Reputation: 4564
I have found following question for OCPJP:
class Student{
public Student(int r) {
rollNo = r;
}
int rollNo;
public int hashCode(){
return rollNo;
}
}
class Test {
public static void main(String[] args){
HashSet<Student> students = new HashSet<>();
students.add(new Student(5));
Student s10 = new Student(10);
students.add(s10);
System.out.println(students.contains(new Student(10)));
System.out.println(students.contains(s10));
}
} the output is: false true
you can even sucesfully remove s10 from a set. How come this works if equals is not overriden?
Upvotes: 0
Views: 92
Reputation: 8819
The default equals
method is equivalent to ==
, so it will return true for s10.equals(s10)
and the default hash
method will always return the same value for s10
.
So by default, a HashSet
will work as long as you are adding, checking and deleting the same physical object.

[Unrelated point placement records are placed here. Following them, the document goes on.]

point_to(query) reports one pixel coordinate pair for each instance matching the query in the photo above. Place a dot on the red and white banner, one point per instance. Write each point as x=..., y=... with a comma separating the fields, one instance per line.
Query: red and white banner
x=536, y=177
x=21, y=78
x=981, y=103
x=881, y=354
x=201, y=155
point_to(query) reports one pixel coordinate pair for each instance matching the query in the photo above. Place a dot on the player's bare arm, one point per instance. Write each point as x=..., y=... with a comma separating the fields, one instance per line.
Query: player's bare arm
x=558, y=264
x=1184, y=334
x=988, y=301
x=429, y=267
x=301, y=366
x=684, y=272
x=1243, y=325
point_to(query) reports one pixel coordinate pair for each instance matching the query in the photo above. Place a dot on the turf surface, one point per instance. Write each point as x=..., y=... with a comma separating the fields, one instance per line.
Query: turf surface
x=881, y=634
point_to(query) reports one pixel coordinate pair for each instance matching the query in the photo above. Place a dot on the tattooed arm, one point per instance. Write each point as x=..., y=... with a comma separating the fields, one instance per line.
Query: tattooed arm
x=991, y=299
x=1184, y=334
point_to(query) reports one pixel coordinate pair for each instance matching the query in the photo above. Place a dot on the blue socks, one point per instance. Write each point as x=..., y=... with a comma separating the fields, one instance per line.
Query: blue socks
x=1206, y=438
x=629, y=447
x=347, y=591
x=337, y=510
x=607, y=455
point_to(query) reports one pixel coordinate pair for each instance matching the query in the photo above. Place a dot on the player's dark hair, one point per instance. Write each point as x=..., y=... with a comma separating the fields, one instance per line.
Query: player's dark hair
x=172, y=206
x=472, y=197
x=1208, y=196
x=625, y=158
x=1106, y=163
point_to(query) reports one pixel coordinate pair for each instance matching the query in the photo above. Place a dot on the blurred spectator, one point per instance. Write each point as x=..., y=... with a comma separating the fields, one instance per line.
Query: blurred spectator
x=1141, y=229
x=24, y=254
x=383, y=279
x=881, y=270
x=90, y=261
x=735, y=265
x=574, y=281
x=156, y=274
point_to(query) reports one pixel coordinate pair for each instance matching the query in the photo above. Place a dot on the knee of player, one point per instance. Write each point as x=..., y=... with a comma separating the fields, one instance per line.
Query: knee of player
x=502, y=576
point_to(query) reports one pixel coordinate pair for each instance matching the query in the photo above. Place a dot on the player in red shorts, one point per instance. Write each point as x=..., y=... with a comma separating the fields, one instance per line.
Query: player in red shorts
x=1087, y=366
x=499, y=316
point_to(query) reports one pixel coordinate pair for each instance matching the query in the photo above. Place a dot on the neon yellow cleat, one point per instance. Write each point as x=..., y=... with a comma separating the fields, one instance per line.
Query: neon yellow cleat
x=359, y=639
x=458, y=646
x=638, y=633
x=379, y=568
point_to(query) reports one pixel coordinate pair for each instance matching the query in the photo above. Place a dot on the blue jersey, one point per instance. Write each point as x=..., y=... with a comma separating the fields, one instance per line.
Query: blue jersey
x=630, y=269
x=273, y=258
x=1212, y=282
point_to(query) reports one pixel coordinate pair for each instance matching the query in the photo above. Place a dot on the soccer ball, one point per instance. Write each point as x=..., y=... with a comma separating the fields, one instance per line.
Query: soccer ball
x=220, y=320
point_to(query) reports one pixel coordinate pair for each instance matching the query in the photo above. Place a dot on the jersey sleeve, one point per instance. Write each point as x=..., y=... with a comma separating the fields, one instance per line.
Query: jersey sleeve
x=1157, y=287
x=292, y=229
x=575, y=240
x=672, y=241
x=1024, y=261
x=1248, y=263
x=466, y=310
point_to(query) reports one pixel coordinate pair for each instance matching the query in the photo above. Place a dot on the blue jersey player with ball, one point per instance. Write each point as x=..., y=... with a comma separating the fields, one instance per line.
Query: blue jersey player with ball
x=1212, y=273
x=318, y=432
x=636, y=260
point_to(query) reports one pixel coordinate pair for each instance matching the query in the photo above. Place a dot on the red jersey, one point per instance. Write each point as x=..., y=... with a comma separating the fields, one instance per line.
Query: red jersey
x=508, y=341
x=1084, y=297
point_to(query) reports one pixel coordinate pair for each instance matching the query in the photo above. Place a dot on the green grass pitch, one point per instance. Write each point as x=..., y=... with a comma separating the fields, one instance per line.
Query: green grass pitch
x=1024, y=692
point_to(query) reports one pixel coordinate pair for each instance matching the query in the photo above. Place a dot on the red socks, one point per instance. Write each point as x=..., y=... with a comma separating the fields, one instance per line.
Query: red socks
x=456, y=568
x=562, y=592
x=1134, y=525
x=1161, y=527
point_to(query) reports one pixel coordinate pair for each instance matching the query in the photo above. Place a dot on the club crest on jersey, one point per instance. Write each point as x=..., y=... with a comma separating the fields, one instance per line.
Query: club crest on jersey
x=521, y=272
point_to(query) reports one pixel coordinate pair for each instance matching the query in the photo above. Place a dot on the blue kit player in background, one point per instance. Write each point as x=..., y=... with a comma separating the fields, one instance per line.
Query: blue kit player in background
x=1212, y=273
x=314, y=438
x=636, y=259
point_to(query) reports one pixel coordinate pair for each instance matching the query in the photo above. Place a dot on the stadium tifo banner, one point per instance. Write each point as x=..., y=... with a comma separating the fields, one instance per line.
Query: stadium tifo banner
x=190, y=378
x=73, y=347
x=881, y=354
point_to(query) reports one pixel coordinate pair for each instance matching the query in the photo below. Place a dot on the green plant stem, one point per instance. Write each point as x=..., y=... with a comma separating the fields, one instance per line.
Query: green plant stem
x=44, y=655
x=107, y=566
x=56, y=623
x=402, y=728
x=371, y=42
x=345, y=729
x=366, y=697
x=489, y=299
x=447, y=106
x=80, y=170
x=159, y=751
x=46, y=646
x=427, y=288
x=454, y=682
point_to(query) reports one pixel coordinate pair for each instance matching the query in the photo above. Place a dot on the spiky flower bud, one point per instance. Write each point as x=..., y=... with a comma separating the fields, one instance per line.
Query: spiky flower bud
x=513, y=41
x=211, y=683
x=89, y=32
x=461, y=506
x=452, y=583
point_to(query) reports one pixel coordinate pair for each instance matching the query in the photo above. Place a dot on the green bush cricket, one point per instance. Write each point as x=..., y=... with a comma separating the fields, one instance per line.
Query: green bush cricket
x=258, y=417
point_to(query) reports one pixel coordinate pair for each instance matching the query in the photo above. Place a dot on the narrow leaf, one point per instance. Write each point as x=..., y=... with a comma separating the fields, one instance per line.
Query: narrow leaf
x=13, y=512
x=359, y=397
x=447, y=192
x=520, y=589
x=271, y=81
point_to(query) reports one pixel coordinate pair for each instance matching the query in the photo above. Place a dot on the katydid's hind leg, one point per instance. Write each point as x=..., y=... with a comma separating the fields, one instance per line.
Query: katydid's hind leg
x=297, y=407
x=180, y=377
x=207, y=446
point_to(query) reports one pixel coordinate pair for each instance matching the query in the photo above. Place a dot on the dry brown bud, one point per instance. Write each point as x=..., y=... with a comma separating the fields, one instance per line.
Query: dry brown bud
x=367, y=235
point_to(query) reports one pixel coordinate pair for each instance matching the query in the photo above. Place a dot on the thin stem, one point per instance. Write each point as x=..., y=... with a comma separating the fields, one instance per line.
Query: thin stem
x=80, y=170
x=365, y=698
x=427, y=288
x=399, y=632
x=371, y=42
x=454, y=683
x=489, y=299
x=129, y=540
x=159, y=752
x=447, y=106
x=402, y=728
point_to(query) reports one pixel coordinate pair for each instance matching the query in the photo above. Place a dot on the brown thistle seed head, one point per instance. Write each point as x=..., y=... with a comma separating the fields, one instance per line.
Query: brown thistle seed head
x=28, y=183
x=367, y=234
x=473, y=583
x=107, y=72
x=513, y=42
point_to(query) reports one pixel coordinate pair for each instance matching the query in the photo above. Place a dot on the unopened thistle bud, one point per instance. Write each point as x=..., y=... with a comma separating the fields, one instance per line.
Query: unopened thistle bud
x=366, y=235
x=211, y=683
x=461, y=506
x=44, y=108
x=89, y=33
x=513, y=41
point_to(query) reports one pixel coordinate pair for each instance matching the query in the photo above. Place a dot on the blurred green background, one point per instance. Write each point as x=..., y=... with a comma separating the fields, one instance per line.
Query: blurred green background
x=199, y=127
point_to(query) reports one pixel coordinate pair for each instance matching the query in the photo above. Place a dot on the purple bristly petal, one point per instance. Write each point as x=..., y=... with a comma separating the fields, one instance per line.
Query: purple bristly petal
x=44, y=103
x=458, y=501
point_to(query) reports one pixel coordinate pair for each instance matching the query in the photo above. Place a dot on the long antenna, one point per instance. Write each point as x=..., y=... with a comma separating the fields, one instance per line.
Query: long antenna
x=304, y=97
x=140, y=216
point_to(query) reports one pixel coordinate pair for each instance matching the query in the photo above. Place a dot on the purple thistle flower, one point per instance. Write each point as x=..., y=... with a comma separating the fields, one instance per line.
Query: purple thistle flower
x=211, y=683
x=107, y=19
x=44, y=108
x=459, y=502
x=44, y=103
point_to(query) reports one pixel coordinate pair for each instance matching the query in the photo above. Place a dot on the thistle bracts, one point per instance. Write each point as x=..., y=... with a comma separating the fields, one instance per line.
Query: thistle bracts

This is not usually useful, as you will have often lost the reference to the original key and will be constructing a new one (but if you are using constant keys, it would work, as long as you are in the same classloader).
Upvotes: 1
Reputation: 528
If you don't override equals
, then it will essentially check if the two objects being compared are the same in memory. Since you are actually checking s10
against itself, then the standard equals
evaluates to true
since it's the same object.
Here's the doc on contains
that explains this: "Returns true if this set contains the specified element. More formally, returns true if and only if this set contains an element e such that (o==null ? e==null : o.equals(e))
."
And, for Object.equals
: "The equals method for class Object implements the most discriminating possible equivalence relation on objects; that is, for any non-null reference values x and y, this method returns true if and only if x and y refer to the same object (x == y has the value true)."